Pameran tersebut bertajuk, ”Kepada Tanah, Hidup dan Masa Depan Wadas”. Tema ini terkait perjuangan masyarakat Desa Wadas terhadap proyek tambang Andesit yang mengancam desa mereka.
Tambang Andesit tersebut akan memakan lahan seluas 114 Hektar. Ini menjadi polemik tersendiri, sebab mayoritas masyarakat Desa Wadas hidup sebagai petani.
Berbagai aksi penolakan telah dilakukan. Pada 8 Februari 2022 lalu, ribuan aparat mengepung dan melakukan kekerasan, hingga melakukan penangkapan terhadap warga. Beberapa diantaranya adalah wanita dan anak-anak di bawah umur.
Pameran Kopi ini diadakan beruntun di enam kota: Bali, Batu, Semarang, Bandung, Jakarta dan Yogyakarta (8-28 Februari 2022). Sebanyak 22 Seniman berkolaborasi melalui kemasan berisi bubuk kopi robusta Wadas ukuran 250 gram.
Karya Toni Malakian, misalnya. Toni Mengkreasi wajah petani bernama Mbah Marsono dengan kutipan,”Kita bakal mati tetapi tanah Wadas harus lestari”.
Atau, karya Chrisna Fernand. Kemasan kopi Wadas disulapnya menyerupai beberapa kemasan merk semen populer di Indonesia. Sebuah kritik soal pembangunan di Kendeng, Jawa Tengah yang juga tengah meghadapi penolakan warga.
Farid Stevy, salah satu seniman yang terlibat, menceritakan bagaimana potensi sumber daya di tanah Desa Wadas.
“September 2021 lalu, kami [seniman Jaringan Solidaritas] ke Wadas untuk mural, sekaligus kami ingin dengar cerita dari dari warga langsung.

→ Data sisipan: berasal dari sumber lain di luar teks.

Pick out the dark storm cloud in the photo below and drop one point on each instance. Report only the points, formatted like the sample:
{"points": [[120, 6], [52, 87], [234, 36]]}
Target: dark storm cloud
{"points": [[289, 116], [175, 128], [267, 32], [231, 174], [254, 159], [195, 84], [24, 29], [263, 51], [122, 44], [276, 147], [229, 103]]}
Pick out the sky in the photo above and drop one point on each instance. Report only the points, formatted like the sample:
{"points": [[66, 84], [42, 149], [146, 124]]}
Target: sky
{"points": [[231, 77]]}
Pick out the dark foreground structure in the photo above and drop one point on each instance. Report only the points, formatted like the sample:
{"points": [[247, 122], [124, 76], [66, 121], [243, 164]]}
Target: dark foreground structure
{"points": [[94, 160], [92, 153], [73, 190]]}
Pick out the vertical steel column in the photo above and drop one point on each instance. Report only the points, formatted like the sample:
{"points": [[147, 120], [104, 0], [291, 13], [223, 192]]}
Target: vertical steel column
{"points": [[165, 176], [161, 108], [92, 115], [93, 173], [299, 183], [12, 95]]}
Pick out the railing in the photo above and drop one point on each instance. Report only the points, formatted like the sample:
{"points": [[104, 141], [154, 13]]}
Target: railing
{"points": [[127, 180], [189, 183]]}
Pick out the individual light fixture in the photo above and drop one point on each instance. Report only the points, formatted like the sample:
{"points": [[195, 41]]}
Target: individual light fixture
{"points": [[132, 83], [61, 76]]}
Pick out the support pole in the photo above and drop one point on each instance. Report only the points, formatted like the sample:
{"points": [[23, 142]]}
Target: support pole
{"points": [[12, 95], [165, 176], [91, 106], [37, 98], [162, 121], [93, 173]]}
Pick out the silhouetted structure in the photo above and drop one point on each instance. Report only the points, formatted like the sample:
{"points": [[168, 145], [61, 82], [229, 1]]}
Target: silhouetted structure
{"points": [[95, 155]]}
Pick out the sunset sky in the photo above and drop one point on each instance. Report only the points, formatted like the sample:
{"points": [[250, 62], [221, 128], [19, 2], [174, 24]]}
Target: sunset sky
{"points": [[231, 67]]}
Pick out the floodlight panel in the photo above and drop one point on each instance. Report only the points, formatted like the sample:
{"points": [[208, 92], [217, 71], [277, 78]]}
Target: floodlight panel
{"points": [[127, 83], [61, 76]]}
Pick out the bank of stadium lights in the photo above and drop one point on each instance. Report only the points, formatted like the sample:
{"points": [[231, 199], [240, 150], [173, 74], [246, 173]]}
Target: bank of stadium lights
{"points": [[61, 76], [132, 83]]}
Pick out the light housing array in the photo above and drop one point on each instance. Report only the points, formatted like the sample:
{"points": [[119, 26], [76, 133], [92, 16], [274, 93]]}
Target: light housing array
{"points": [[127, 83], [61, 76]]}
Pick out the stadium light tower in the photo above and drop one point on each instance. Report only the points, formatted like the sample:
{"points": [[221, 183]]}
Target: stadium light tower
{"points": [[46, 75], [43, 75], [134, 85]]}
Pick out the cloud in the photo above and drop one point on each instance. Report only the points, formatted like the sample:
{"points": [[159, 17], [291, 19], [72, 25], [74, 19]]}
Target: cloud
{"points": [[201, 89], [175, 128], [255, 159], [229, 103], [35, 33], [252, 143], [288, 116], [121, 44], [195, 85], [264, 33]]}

Lalu ternyata di sana potensi alamnya banyak sekali dan diolah dengan baik, salah satunya kopi,” katanya, melalui VICE.
Menurutnya, pameran Kopi Wadas ini adalah bentuk melawan dengan rasa.
“Bayangkan, gimana rasanya punya tanah, punya sejarah, punya mbah buyut, punya ibu, tiba-tiba mau ditukar uang?”
“Ini bukan soal uang, ini soal rasa. Kami melawan, kalau mereka [pemerintah] pakai cara kekerasan, kami melawan dengan cara lembut. Mereka merusak, kami merawat,” tegasnya.
Nantinya, hasil dari penjualan kopi pada pameran ini akan disumbangkan kepada masyarakat Desa Wadas yang tengah berjuang demi tanah masa depan mereka.